Densho Digital Archive
Loni Ding Collection
Title: Howard H. Furumoto Interview
Narrator: Howard H. Furumoto
Interviewer: Loni Ding
Location: Hawaii
Date: December 5, 1985
Densho ID: denshovh-fhoward-01-0010

<Begin Segment 10>

HF: Yes. The L-5 is the designation for this little light airplane that took us from Ledo into the fighting grounds. And after we were discharged from the airplane, because we were immediately thrown in with the fighting troops. By that time, because we had lost our general condition, and we had confronted the, all of a sudden the awesome Kumon Range, which practically ran straight up. And it was a sheer, I think, determination on the part of Calvin and myself to endure this climb. It was during the wet season, and as I recall, these leeches were rampant. And as soon as we took ten on an hourly break, then these leeches would seek us out, because they could sense the presence of temperature, and a warm bodied individual. And we were the most prime candidates for this. And at first, of course, we were very leery about these leeches in that they were described to us as carrying infections if we plucked them off, and we were supposed to either apply salt on these leeches or to burn them off with cigarettes. But you know, when you're tired, you don't take time to do this, and we ended up just plucking them off ourselves.

LD: They were big.

HF: These are huge leeches. When extended, they measured about three to four inches.

LD: You were climbing that range. Tell us how high that range, how high was that range? Describe that climb.
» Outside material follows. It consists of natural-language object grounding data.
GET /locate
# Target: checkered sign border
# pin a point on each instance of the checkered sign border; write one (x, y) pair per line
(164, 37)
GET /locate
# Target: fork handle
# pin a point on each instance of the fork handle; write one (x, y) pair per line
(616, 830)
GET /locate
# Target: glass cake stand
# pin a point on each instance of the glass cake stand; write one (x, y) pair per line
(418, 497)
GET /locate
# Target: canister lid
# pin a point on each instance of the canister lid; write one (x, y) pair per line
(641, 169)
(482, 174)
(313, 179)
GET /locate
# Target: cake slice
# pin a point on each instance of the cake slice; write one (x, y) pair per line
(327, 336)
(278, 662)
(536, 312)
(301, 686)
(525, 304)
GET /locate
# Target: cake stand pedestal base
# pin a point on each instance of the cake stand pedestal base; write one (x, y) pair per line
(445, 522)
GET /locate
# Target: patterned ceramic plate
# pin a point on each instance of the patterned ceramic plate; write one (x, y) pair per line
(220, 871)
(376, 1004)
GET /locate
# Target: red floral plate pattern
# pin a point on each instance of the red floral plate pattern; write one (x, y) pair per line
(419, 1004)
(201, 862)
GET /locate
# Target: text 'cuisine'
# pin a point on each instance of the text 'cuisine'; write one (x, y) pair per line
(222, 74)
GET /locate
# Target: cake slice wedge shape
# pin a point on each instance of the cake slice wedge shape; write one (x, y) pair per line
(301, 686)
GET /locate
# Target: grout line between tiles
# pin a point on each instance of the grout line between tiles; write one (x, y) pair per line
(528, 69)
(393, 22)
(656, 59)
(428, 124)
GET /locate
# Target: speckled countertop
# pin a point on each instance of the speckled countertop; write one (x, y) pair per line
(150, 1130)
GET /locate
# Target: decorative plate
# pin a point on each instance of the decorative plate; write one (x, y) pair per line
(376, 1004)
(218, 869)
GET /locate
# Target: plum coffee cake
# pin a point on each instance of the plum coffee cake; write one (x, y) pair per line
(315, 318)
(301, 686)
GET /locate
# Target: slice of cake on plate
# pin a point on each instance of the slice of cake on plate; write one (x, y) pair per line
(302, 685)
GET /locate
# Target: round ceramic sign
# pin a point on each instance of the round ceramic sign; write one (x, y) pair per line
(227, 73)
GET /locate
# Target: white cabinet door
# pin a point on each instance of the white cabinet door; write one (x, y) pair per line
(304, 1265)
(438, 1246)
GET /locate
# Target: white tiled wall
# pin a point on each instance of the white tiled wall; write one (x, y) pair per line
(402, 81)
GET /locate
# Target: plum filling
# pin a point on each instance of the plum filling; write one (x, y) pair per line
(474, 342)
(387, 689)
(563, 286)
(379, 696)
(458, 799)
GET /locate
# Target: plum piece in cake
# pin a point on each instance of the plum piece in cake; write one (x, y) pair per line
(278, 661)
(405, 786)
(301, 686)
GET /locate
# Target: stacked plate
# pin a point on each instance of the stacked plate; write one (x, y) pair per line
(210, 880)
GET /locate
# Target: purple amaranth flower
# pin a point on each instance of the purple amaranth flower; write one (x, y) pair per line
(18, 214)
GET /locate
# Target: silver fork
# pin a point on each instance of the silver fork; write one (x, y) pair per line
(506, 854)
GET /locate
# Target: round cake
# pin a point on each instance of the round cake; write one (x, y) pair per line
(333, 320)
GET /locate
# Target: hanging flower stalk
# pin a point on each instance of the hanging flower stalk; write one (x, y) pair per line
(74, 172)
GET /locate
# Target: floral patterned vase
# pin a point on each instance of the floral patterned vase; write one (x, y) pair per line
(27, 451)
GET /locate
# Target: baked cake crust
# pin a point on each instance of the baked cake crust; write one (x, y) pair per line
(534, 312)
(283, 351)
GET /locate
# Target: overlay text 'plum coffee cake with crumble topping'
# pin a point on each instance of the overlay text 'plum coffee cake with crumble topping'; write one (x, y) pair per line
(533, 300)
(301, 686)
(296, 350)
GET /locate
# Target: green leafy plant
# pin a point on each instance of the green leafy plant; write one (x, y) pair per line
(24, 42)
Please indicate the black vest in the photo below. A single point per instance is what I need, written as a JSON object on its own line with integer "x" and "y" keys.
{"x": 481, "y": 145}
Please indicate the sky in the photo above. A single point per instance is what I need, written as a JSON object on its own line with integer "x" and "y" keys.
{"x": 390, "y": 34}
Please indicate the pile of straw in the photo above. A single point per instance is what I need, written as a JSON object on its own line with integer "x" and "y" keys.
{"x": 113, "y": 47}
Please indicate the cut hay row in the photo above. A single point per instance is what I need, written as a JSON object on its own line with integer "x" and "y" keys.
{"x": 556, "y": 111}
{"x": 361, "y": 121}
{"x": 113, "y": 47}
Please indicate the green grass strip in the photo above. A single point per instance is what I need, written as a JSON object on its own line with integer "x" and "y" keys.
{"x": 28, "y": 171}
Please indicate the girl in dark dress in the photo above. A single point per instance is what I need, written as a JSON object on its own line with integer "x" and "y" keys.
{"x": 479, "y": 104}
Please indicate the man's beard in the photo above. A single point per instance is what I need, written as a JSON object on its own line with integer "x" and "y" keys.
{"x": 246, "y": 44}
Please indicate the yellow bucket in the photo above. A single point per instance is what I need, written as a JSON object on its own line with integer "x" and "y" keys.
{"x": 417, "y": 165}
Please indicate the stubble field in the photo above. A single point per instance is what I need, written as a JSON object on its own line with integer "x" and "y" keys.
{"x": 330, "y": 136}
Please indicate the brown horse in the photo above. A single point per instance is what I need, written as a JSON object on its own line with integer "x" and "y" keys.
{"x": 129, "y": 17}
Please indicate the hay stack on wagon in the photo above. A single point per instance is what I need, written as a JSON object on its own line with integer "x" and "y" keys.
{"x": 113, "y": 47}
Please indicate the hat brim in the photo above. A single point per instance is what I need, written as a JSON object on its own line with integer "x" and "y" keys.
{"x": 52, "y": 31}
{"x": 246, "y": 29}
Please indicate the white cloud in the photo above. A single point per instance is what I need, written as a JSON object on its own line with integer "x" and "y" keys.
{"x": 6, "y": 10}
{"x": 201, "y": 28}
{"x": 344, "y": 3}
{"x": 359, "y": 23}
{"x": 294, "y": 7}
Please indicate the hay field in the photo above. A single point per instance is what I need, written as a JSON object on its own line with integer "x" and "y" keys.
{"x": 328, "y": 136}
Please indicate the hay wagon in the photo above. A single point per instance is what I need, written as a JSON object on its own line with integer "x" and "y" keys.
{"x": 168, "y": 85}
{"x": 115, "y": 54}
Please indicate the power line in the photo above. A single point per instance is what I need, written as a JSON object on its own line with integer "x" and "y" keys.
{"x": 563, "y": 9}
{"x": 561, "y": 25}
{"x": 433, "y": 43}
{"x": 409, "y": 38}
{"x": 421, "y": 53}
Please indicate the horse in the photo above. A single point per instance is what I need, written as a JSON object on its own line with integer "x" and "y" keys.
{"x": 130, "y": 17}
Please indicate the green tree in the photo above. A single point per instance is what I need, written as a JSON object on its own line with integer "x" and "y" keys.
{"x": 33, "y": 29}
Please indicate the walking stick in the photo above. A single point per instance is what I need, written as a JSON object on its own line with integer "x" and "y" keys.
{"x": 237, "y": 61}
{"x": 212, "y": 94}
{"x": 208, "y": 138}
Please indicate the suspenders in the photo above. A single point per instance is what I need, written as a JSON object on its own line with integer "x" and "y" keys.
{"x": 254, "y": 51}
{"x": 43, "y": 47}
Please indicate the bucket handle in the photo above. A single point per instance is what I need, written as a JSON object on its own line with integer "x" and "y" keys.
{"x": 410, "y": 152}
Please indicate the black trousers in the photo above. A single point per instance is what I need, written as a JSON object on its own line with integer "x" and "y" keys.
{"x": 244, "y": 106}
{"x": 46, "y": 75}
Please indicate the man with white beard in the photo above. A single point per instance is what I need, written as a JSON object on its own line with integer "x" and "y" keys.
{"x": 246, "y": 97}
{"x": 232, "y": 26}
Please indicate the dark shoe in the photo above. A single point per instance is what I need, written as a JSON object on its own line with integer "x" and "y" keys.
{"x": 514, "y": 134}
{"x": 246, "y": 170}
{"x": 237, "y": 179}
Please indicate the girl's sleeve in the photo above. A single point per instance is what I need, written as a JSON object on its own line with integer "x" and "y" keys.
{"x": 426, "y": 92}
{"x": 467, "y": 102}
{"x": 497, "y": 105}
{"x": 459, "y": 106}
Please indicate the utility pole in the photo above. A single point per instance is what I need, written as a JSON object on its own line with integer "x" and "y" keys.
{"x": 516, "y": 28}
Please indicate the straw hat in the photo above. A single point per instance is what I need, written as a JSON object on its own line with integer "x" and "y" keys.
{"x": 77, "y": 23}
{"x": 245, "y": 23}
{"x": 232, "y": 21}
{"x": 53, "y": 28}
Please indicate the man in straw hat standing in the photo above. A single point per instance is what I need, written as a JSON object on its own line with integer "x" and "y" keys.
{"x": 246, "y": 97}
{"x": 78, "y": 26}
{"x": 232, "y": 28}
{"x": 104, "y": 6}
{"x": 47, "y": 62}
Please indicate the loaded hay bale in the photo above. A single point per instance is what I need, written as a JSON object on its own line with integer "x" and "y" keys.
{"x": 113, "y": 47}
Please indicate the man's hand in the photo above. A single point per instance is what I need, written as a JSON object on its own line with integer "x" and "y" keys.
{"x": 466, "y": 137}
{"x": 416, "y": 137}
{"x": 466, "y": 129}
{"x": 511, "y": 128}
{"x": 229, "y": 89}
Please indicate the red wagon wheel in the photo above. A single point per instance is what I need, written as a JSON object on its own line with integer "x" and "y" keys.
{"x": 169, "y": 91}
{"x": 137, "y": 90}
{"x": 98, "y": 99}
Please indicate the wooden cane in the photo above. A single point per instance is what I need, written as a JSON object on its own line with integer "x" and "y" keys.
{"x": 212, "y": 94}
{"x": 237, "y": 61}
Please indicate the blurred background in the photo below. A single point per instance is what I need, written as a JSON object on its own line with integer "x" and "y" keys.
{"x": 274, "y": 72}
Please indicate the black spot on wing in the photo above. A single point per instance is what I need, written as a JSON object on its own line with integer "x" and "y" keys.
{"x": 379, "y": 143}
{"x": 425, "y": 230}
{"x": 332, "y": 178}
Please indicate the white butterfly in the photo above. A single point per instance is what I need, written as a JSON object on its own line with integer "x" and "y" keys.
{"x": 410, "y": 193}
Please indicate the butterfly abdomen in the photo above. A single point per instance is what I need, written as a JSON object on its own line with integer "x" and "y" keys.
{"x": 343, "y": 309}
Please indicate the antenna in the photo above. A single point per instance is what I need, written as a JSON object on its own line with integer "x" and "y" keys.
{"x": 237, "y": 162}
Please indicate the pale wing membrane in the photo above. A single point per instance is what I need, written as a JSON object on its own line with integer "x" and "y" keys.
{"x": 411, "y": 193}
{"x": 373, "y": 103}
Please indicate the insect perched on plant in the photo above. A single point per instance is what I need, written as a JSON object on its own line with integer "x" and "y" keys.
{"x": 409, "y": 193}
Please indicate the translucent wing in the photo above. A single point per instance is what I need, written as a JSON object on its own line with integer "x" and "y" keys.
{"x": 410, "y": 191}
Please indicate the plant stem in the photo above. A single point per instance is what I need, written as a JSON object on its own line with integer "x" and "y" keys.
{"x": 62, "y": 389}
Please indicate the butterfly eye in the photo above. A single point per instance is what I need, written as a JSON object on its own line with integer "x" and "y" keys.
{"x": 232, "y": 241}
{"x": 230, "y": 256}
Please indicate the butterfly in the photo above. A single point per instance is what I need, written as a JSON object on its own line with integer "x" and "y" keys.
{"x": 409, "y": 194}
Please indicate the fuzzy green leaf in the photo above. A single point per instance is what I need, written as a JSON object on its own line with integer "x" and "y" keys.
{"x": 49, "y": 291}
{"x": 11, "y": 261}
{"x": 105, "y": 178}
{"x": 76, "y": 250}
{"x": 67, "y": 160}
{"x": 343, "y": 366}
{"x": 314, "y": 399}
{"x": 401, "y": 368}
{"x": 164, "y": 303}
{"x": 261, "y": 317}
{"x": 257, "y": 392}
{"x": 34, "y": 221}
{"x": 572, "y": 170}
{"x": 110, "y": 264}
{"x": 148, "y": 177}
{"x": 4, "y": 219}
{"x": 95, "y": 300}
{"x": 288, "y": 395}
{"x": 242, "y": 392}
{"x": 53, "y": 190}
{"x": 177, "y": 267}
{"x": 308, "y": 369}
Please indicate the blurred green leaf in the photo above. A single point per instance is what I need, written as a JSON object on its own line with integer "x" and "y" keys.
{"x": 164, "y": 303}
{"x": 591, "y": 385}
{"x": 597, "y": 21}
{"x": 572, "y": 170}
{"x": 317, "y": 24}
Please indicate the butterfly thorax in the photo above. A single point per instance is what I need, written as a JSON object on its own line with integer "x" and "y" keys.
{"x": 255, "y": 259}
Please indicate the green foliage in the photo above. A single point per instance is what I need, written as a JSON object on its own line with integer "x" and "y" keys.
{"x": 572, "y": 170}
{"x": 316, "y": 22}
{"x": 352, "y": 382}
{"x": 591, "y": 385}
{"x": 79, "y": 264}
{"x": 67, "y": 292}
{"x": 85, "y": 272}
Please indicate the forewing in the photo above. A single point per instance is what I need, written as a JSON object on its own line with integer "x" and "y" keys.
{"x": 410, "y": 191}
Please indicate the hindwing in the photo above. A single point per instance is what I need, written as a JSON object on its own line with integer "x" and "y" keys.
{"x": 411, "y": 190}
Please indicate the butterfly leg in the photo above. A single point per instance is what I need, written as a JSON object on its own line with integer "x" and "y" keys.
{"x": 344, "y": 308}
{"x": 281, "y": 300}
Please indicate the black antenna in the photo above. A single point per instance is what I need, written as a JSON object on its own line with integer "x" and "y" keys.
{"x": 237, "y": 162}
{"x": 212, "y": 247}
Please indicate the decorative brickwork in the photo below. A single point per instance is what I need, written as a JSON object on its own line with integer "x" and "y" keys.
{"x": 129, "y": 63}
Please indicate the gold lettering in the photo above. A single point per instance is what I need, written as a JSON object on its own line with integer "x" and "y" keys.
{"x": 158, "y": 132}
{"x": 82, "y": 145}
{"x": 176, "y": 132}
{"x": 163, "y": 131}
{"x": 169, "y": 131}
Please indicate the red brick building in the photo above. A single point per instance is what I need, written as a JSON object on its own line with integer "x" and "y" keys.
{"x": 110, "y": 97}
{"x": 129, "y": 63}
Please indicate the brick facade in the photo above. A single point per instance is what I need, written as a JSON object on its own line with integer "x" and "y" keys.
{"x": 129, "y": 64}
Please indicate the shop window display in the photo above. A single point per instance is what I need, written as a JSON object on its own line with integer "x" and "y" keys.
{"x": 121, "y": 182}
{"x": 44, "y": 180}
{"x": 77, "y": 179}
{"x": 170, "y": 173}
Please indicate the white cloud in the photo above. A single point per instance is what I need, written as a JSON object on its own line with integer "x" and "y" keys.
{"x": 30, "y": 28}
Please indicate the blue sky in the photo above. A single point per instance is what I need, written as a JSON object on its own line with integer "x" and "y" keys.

HF: Well, from sea level, of course, as we looked up, it seemed very, very high, but actually, I suppose it was no more than about a thousand feet elevation. But it did go almost straight up. And as the troops and the mules which served as our carrier for supplies and ammunition, struggled up the hill, many of them lost footing and rolled down the hillside. Some of them, of course, broke their legs, and for this reason they were no good anymore, and they were shot on the spot. And by then, of course, the troops were really hungry for some fresh food. We were subsisting on K rations and on C rations. And the sight of fresh meat was a welcome thing, and so these mules that were shot ended up being food for the troops, parts of them.

LD: When I asked you what you really learned from that experience, you learned something about, what about animals? Human beings as compared to animals.

HF: As we pushed towards our final objective, which was the airfield in Myitkyina, northern Burma, one observation really sticks in my mind even to this very day. Here we were, devastated by disease, by casualties, by malnutrition, worst of all, I think, over a prolonged period of jungle warfare. And we would see animals, pack animals, dying left and right through sheer physical exhaustion and malnutrition. Yet the human counterparts would persist and charge on and on towards the final objective.

LD: You're talking about you guys, you're talking about the troops.

HF: By then we were one and the same, interpreters as well as the troops. We were front line troops as well as the others.

LD: So these mules were dropping.

HF: Yes, these mules and horses were dropping by the roadside. And then in turn, then because our supplies and ammunition were vital to our continued campaign, the humans then had to serve as the pack animal, and we ended up doing so.

LD: An animal would drop, describe it, a mule would drop. What would you do?

HF: Well, the mule would be carrying, say, vital supplies and ammunition, and since we needed these materials, we would unpack the dead animal then, and then carry whatever we put on an individual basis, obviously not as heavy a load as what the mule carried, but distributed among troops, and we managed to save most of the ammunition and supplies.

[Interruption]

LD: So here you're looking at these animals, and I'd like to describe more the way you felt at the time. I just want you go get back into that time a little more. I realize this is... make that leap back to that time. Look at that footage. When you look at that footage, what does it remind you of? What does it bring back to you? What kinds of things do you remember? Like you said, there was push, a mule pushing from behind.

HF: Well, here we were fighting in the jungles of Burma, and we were supported by these pack animals for our supplies and ammunition. But then animals can do only so much. Human beings, as I look back now to that particular campaign, can do what the mind tells. So where animals fail, human beings carried on.

LD: What did you see in the footage? How did you feel when you look at that footage? Does it come back to you?

HF: Well, the realization right now is, "Did I really go through that hardship?" This is the feeling that I get when reviewing the footage.

LD: But I really... you can't believe you did it.

HF: That's right.

LD: How did you do it, do you think?

HF: Maybe sheer determination and pride to stick it out, and that probably more than anything else determined our action.